Achieving universal health coverage in sub-Saharan Africa: the role of leadership development
Article first published in Journal of Global Health Reports on 23 June 2020
Countries world-wide are striving towards Universal Health Coverage (UHC). Financial resources are extremely limited in developing countries.
Countries world-wide are striving towards Universal Health Coverage (UHC). Financial resources are extremely limited in developing countries and many developing countries are in the midst of multiple interconnected social, economic, epidemiologic, demographic, technological, institutional, environmental and political transitions. According to the World Health Organization (WHO), accelerating progress towards UHC in Africa will require strong leadership. At the recent Global Conference on Primary Health Care (PHC), the Astana Declaration, the world recommitted to comprehensive Primary Health Care as a keystone of Universal Health Coverage. There is evidence that PHC works. Countries that followed the Alma Ata PHC principles have demonstrated population health outcomes and reduced inequalities at low costs as seen in Chile, Cuba, Ethiopia and Rwanda. What seems to be missing is leadership to apply and uphold these PHC principles. There is consensus that if Astana is to be realized, strong political, economic, education, health, science, institutional, and community leaders are needed to make PHC work this time around. Governments and leaders in Africa have been conveying a constant message, that those leading and managing health systems are not sufficiently prepared to succeed in leadership roles they now occupy. Africa has had different leaders with the same results for decades. Leadership development efforts made to date seem not to be producing desired results. Students taken out of Africa to be trained in leadership at western universities, seem to go back home and carry on as usual. Many students have been taken to the West for education, developed great visions and ideas of how they can transfer knowledge learnt, got home and got swallowed by the system. Pumping more money into a health system with no leadership development will not help us achieve ‘Health for All’ in sub-Saharan Africa. How can accountable leadership with a sense of consciousness for social justice be developed successfully in these contexts? If leadership is key for Universal Health Coverage to be achieved in sub-Saharan Africa, is it not high time attention is paid to leadership development approaches.
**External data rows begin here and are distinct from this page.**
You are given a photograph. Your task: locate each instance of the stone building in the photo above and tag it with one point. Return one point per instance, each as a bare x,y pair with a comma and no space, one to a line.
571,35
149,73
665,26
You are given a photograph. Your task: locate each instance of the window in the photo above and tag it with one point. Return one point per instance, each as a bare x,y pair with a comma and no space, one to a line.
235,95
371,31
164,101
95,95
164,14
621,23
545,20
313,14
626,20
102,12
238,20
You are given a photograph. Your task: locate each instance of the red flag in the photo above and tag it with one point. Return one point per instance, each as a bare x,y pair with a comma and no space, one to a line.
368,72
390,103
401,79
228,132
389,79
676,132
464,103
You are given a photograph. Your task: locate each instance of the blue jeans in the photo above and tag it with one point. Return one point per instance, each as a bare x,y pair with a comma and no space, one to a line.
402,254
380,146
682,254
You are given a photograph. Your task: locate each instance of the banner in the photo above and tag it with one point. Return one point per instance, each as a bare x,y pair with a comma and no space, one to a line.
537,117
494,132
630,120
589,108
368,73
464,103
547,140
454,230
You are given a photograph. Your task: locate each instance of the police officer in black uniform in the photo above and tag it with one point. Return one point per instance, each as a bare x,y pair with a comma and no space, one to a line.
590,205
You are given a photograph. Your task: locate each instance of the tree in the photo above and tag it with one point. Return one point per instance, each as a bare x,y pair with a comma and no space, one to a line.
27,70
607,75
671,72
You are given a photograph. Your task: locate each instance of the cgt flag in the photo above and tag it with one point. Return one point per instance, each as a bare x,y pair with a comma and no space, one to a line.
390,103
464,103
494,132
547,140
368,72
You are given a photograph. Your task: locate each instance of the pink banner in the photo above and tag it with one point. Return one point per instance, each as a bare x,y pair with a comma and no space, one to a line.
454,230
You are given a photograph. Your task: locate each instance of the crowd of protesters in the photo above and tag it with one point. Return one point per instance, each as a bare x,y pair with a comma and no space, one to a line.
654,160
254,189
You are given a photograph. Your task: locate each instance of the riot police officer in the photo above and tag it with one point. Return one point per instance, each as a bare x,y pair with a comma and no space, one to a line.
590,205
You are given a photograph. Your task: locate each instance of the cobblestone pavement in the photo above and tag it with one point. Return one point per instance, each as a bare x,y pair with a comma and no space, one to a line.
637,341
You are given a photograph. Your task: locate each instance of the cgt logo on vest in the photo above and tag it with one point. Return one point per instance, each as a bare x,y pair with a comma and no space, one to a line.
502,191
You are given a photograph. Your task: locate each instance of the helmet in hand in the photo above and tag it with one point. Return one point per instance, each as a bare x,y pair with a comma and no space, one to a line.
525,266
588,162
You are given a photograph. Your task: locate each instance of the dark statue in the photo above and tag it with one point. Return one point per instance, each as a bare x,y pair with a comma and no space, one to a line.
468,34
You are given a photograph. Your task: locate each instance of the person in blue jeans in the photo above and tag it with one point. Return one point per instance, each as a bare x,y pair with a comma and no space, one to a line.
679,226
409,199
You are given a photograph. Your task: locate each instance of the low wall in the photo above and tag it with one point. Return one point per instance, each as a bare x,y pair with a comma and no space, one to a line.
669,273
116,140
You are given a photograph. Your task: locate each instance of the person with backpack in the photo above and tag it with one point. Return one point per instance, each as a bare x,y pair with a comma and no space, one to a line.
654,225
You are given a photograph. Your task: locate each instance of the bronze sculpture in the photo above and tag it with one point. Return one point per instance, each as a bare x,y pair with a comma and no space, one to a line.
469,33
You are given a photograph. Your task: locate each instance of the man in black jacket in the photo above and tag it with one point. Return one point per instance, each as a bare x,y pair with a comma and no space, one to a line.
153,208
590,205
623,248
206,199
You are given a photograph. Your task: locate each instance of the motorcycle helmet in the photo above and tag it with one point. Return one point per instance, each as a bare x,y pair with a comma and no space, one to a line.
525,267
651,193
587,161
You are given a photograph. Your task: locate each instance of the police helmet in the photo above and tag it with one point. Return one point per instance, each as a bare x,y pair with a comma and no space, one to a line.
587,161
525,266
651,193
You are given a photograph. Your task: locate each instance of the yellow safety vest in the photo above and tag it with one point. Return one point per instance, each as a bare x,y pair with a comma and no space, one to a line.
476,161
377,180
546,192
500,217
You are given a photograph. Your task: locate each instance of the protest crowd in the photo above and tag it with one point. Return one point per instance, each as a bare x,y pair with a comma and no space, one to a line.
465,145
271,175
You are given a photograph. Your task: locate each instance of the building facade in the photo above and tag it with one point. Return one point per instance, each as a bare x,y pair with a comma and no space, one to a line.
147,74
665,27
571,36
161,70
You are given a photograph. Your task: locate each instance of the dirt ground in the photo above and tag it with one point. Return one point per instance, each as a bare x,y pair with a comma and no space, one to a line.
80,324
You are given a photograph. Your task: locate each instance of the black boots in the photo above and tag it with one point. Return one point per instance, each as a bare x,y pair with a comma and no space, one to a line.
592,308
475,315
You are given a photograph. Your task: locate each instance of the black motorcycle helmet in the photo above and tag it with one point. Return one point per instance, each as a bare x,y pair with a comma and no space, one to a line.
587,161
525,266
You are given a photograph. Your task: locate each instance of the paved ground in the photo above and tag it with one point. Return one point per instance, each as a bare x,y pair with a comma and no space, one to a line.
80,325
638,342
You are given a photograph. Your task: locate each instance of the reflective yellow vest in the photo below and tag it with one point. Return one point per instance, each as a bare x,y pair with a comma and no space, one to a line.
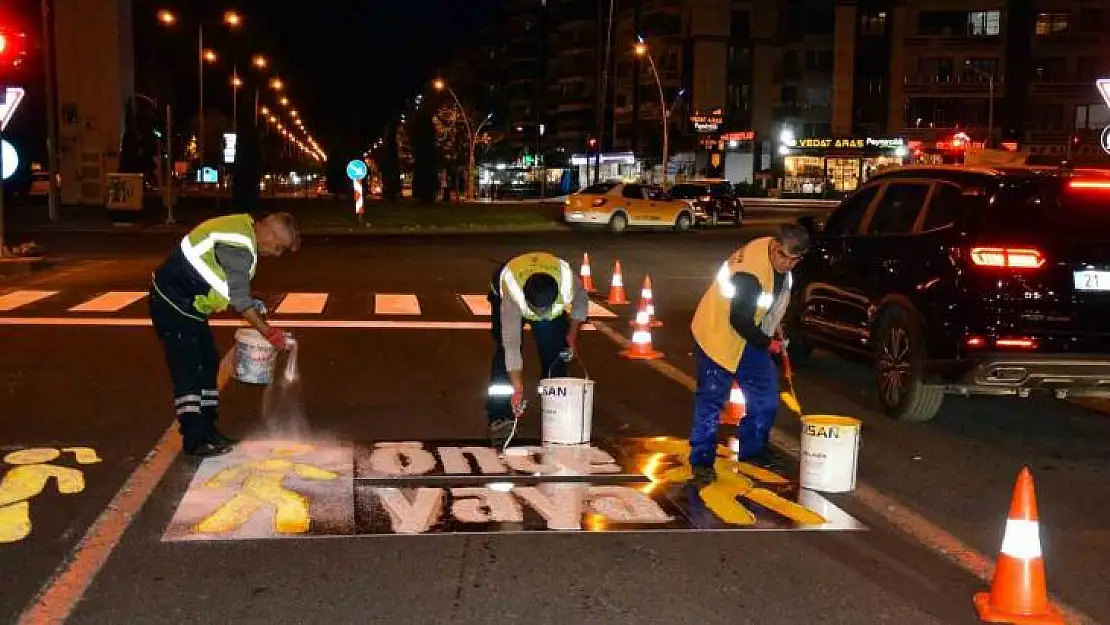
520,269
199,249
712,329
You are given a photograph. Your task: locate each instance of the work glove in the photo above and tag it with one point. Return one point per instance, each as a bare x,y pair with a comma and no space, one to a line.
278,338
517,401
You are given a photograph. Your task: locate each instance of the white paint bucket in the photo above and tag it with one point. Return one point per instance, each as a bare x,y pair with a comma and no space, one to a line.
254,358
829,453
567,409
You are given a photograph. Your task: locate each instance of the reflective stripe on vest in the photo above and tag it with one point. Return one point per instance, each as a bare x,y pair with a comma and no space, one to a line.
193,253
728,291
516,291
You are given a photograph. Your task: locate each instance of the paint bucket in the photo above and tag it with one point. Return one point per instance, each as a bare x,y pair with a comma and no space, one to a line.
567,409
254,358
829,453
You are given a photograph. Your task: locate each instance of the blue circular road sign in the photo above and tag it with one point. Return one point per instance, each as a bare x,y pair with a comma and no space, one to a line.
356,170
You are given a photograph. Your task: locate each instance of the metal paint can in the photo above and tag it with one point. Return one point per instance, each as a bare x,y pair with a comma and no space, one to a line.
829,453
567,410
254,358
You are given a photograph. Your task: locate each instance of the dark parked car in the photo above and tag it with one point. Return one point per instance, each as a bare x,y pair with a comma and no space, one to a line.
964,280
714,201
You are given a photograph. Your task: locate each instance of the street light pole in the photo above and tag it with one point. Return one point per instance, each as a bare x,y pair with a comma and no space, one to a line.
200,113
642,49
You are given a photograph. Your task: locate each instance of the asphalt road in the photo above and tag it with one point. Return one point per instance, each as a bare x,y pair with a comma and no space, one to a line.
104,387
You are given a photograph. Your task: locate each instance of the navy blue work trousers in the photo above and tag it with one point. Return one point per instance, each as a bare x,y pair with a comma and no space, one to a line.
758,379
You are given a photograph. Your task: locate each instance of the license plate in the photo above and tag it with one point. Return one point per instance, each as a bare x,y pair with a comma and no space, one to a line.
1092,280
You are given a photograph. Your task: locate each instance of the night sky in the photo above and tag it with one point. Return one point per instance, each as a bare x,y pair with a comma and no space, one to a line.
347,64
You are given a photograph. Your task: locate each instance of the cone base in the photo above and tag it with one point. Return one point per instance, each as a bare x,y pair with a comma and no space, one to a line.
637,355
989,614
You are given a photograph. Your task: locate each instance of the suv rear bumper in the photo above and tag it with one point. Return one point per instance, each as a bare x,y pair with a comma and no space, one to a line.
1019,374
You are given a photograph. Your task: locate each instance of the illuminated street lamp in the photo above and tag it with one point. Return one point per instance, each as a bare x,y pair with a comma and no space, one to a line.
472,134
642,50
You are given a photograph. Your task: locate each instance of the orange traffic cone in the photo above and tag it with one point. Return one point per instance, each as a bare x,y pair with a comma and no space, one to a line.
1018,592
736,407
616,288
587,275
642,345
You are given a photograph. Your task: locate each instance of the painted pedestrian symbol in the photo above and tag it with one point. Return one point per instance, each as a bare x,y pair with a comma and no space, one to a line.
263,490
31,471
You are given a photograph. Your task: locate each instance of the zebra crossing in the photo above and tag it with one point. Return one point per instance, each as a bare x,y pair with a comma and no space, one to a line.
36,303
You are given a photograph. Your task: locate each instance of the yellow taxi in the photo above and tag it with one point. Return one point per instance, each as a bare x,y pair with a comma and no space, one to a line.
619,205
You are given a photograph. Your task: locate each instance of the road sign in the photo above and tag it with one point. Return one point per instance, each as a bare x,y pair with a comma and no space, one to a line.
10,160
356,170
12,97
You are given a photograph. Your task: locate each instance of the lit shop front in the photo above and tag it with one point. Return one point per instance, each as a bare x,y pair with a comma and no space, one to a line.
831,167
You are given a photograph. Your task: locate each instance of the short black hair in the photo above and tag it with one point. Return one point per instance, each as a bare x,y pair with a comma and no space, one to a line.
794,239
541,291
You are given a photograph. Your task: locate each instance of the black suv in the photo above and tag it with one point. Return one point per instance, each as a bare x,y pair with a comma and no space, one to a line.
714,201
964,280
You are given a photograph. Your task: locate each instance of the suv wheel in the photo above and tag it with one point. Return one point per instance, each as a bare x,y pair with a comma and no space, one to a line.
899,368
618,223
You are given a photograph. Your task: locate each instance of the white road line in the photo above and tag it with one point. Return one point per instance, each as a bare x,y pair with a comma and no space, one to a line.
336,324
16,299
113,301
395,303
302,303
598,311
477,304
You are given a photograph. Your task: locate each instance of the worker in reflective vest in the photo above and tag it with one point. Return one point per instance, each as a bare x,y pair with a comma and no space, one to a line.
210,270
542,290
734,329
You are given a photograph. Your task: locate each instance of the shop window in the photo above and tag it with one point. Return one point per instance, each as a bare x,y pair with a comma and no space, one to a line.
845,220
843,173
944,208
898,209
1051,23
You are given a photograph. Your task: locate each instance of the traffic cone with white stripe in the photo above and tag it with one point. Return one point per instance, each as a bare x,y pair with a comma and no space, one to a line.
616,286
1018,592
735,409
586,274
642,345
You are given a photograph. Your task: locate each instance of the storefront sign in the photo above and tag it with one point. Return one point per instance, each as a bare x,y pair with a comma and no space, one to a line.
707,122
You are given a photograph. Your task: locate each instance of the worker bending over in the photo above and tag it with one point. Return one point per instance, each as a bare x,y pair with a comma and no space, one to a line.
734,328
541,289
211,269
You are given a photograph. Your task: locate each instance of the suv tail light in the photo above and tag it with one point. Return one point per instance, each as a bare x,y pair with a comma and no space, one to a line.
1010,258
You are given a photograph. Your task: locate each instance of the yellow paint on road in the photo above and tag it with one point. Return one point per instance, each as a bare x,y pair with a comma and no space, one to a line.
261,487
29,477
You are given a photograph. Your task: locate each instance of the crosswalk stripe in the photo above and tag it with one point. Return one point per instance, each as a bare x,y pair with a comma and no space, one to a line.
395,303
477,304
113,301
302,303
17,299
599,311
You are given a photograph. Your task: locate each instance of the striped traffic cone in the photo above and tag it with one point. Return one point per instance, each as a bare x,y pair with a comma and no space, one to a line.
587,274
642,349
616,288
735,409
1018,592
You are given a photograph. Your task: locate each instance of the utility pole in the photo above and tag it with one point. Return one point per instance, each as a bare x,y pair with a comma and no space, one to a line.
48,59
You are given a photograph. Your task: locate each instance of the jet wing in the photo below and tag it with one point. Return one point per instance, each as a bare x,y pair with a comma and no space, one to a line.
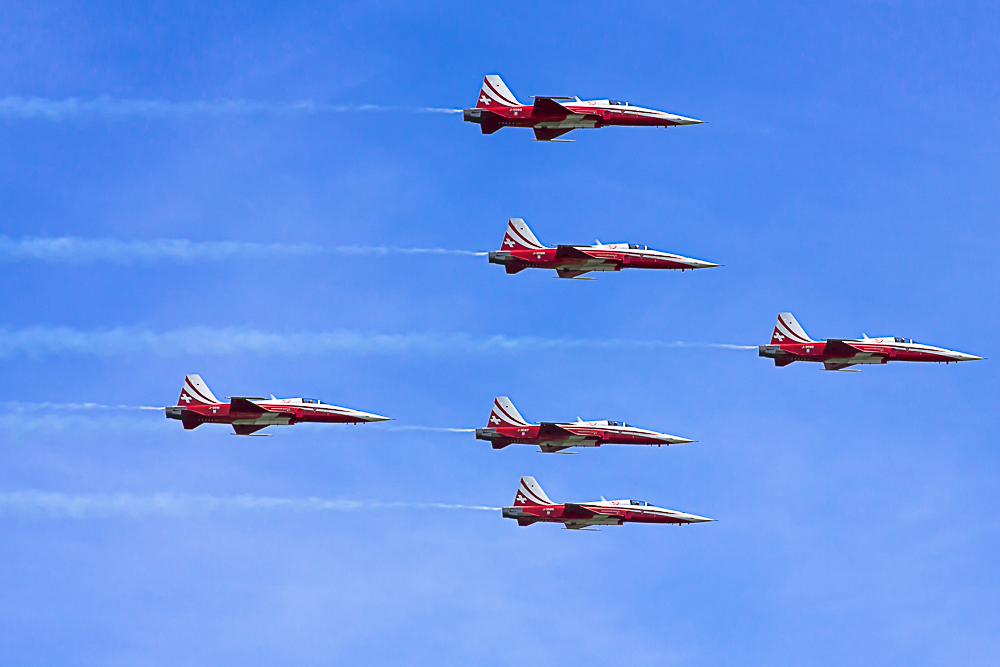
243,405
550,431
838,348
571,252
546,106
575,511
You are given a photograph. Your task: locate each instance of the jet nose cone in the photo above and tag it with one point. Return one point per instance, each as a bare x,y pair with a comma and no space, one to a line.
681,120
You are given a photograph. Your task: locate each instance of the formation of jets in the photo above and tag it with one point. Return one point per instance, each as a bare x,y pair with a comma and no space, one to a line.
550,118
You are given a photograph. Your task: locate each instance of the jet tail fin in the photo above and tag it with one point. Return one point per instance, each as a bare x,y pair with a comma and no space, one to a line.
196,392
788,330
505,414
495,93
520,237
530,493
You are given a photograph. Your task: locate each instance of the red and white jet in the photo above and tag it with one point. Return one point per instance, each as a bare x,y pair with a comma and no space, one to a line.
552,117
790,343
197,405
507,427
520,250
531,505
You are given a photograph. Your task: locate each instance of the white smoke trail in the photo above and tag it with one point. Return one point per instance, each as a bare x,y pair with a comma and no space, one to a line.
38,341
101,505
438,429
77,250
22,406
18,107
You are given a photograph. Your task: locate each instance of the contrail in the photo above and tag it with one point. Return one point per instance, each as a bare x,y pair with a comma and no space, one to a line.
439,429
22,406
18,107
200,341
101,505
52,416
78,250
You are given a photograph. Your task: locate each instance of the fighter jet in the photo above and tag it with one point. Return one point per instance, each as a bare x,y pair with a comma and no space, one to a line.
520,250
507,427
790,343
552,117
197,405
531,505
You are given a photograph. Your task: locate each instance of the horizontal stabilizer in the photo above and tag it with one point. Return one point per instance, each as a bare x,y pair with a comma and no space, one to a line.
550,134
247,429
569,273
838,348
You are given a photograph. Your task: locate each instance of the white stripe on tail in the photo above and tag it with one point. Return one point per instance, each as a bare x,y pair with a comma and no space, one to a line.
519,237
505,414
788,330
196,392
530,493
495,93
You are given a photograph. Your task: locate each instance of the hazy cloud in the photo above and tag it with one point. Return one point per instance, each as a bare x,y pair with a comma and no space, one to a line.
39,341
18,107
78,250
98,505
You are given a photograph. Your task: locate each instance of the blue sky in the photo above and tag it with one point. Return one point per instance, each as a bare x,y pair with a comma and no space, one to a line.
847,173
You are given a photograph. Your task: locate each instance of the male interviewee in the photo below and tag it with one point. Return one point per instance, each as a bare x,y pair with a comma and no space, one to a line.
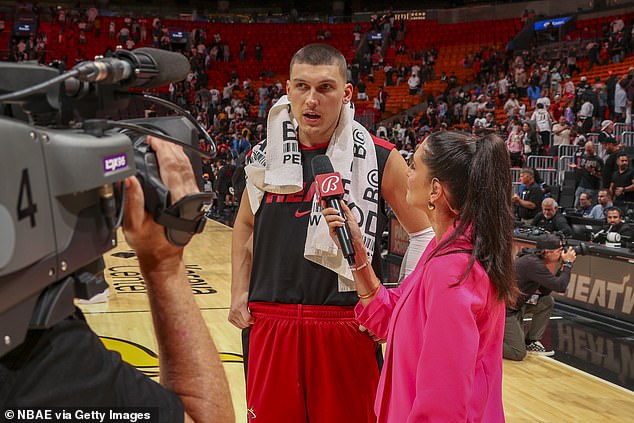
68,366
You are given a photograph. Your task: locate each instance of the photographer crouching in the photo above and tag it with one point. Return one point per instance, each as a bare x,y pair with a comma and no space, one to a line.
536,281
68,366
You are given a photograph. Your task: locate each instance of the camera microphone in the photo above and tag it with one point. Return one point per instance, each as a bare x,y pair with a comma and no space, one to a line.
140,68
330,188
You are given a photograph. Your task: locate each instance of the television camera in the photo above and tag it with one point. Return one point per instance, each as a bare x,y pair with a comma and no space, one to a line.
62,167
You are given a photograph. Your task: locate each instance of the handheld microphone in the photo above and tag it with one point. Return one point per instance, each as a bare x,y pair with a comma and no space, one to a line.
330,188
140,68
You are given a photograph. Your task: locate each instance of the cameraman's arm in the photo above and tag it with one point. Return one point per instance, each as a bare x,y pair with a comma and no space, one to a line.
189,362
241,253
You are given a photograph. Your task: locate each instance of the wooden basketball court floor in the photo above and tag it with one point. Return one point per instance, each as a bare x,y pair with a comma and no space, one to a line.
538,389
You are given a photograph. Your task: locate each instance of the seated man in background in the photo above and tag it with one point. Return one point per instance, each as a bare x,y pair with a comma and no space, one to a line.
527,202
536,282
614,217
550,219
622,185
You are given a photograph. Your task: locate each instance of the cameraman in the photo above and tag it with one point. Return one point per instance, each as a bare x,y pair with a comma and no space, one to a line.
536,282
67,365
550,219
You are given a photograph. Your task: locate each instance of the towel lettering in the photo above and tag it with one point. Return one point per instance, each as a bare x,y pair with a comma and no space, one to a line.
358,149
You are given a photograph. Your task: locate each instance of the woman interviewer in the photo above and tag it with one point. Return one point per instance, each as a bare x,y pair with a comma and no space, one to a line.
444,325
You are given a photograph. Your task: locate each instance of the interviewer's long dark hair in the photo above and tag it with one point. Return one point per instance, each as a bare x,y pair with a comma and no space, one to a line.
476,173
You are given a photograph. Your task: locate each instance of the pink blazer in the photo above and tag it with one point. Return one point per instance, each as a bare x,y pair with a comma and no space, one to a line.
443,360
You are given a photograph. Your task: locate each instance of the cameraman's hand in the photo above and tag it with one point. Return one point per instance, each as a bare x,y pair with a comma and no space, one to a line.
144,235
334,221
569,255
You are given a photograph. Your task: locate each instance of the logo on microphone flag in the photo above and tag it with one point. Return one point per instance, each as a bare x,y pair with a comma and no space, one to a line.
329,185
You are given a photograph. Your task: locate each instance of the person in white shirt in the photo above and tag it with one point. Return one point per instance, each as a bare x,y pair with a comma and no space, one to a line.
561,135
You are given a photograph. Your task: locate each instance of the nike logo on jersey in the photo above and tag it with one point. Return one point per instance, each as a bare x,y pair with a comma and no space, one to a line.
299,214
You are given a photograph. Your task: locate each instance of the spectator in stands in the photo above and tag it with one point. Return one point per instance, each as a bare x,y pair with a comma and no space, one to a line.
585,113
588,172
614,218
617,25
530,140
533,93
610,85
605,202
515,146
550,219
510,105
543,122
275,275
527,202
620,98
569,87
536,282
585,205
382,97
258,51
470,110
612,151
414,84
622,184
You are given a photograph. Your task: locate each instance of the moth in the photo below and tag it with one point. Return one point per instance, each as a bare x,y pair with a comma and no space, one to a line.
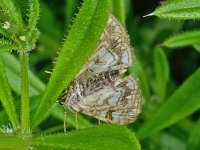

At the recent Global Conference on Primary Health Care (PHC), the Astana Declaration, the world recommitted to comprehensive Primary Health Care as a keystone of Universal Health Coverage
The definition of Universal Health Coverage (UHC) embodies three objectives namely: i) equity in access to health services-everyone who needs services should get them, not only those who can pay for them; ii) the quality of health services should be good enough to improve the health of those receiving services; and iii) people should be protected against financial risk, meaning ensuring that the cost of using services do not put people at risk of financial harm.
Since the 1978 Alma- Ata agreement on Health for All, the birth of the idea of PHC, significant progress has been witnessed with a 50% reduction in mortality of children under five, improved life expectancy and decreased mortality globally. Yet today far too many preventable deaths still occur. At least half of the world’s population still do not have full coverage of essential health services. About 100 million people are still being pushed into extreme poverty because they have to pay for health care out-of-pocket. Over 800 million people spent at least 10% of their household budgets to pay for health care. One billion people live beyond the reach of a modern health system and do not benefit from public health efforts others take for granted.
PHC status in Africa
African countries have continued to occupy the lowest rung of the ladder in the area of primary health care delivery. In spite of the various global efforts, including funds and technical support, healthcare in many African PHC systems have remained deplorable, unattractive, and irresponsive to peoples’ needs. PHC failed the first-time round in South Africa, because insufficient attention was given to its implementation, resulting in a neglect of taking comprehensive services to communities, disease prevention, health promotion and community participation. Some of the major challenges facing PHC today include inadequate political, financial, human and material commitments, suboptimal use of available resources, challenges in changing management techniques including decentralization and ensuring effective community participation and intersectoral collaboration. The majority of health systems in Africa are characterized by poor leadership and management and absence of health promoting amenities making PHC in Africa fail. Meaningful community participation in PHC has not been achieved to date.